Courtney hesitated--she’d clearly forgotten--and hesitation was fatal both on the battlefield and inside the Wozniak family.
“You’re excused from the dinner table,” Linda said, now really laying into her. “March right in there and get busy: the closet, the bed, under the bed, everything. And Maureen,” she said, seizing my sister’s wrist. “You stay here, sweetie, because she’ll rope you right into helping her.”
Linda and my mother began clearing the table after Courtney marched off to her room. Linda announced there’d be coffee, Boston creme pie and rhubarb pie, but it would be later, once she’d squared away the kitchen.

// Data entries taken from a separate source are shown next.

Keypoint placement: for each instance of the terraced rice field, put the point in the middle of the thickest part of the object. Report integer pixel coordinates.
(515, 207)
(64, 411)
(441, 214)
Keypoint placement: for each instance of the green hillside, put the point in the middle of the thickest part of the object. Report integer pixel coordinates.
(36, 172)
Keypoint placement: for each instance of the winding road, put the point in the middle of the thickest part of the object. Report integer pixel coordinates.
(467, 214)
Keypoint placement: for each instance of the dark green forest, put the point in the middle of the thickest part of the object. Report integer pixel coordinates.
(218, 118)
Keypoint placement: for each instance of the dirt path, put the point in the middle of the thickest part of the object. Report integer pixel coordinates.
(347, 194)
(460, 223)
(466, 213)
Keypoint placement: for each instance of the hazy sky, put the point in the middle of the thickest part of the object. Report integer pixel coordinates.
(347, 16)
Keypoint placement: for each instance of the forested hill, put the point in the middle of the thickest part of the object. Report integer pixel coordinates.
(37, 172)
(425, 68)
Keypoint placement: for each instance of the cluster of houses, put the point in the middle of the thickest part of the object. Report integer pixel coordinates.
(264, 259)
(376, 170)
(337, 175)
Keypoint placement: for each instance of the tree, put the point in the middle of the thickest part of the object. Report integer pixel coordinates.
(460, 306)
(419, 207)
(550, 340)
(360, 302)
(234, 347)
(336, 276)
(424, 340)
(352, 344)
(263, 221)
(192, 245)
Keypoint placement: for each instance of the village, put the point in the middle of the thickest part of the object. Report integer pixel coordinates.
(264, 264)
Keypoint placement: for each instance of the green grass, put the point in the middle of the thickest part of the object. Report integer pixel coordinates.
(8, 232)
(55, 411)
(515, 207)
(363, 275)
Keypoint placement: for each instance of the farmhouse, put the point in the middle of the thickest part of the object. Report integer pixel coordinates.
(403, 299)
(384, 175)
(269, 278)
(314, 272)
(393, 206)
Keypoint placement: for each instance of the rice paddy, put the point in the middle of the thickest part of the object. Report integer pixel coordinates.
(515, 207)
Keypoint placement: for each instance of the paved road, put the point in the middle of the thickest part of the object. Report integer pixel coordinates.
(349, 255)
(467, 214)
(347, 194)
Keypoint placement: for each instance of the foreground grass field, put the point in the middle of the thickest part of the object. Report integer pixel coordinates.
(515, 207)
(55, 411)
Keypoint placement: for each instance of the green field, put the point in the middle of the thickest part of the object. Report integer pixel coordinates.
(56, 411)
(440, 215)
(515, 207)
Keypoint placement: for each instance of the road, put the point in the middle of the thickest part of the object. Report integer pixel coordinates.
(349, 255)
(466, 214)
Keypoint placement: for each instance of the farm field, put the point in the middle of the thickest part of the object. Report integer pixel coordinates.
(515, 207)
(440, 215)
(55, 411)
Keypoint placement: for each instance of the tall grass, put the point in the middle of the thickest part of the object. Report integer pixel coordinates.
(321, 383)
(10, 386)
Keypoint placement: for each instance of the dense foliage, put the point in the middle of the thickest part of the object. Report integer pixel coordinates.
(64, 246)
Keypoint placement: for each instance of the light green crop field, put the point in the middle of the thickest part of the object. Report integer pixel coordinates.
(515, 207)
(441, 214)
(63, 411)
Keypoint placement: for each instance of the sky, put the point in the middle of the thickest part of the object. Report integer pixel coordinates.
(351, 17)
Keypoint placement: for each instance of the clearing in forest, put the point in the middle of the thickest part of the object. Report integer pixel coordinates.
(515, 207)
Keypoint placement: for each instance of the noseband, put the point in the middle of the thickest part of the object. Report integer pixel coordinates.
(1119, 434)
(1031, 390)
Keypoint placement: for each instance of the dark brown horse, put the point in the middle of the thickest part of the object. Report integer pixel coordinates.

Ray kicked at the leg of my chair. “Come on. Let’s take a drive. I’ll show you my truck.”
Linda heard Ray as she swept into the room with a stack of Tupperware. “So where are you going now?” she asked him.
“I was thinking . . . China.”
“Ray!”
“A drive,” he said looking at me. “Bobby’s had enough table talk and fussing. Poor boy is probably dying of boredom.”
“Don’t be long though . . . Anne,” she said following my mother into the kitchen. “What time you guys planning on leaving? The guys are taking--”
We didn’t wait around for any more discussion. Ray hustled me down the stairs and we were out.
As we drove through the town Ray pointed out local landmarks: Forge Pond, the junior high school, the gambrel home of his buddy Sully. The windows were down and his left arm dangled out languidly. He tuned the radio to Oldies 103. It was strange, but I didn’t feel the pressure to make conversation the way I did with most adults. I felt like an equal. Just a buddy out for drive.
Ray pulled into a White Hen Pantry convenience store. It was one of the only places open on Easter day. “You want anything?” he said, pausing before climbing out. I shook my head.
Ray returned to the cab with a pack of gum and a hard pack of Kools he was pounding against his thumb. He gave me a little grin as I glanced at the pack he’d tossed onto the dash. “Don’t say anything about this,” he said. “She’ll kill me if she found out.” Linda was an ex-smoker, a zealot reformer type who, apropos of nothing, had launched into an invective that afternoon against smoking. I laughed. I was an accessory to Ray’s rebellion. This was the secret world of men--I’d finally been ushered in--and it smelled like menthol and diesel fumes.
Ray turned onto a wooded back road where the branches were still bare and leafless. He lit another cigarette and as he sped up he shifted the truck into fourth: he was going to drive and chain-smoke while he had the chance.
“I read all the black guys in Vietnam smoked Kools,” I said, fearing I sounded like a silly child.
Ray smirked and nodded as he took a long drag. He was loose and easy for the first time all day. “You read a lot,” he finally said. I shrugged my shoulders.
The sun gleaned down through the naked branches and settled onto the earth with a still and silent grace. The late afternoon light splashed off beech, oak and poplar, promising long days ahead, blossoms and the resurrection of summer.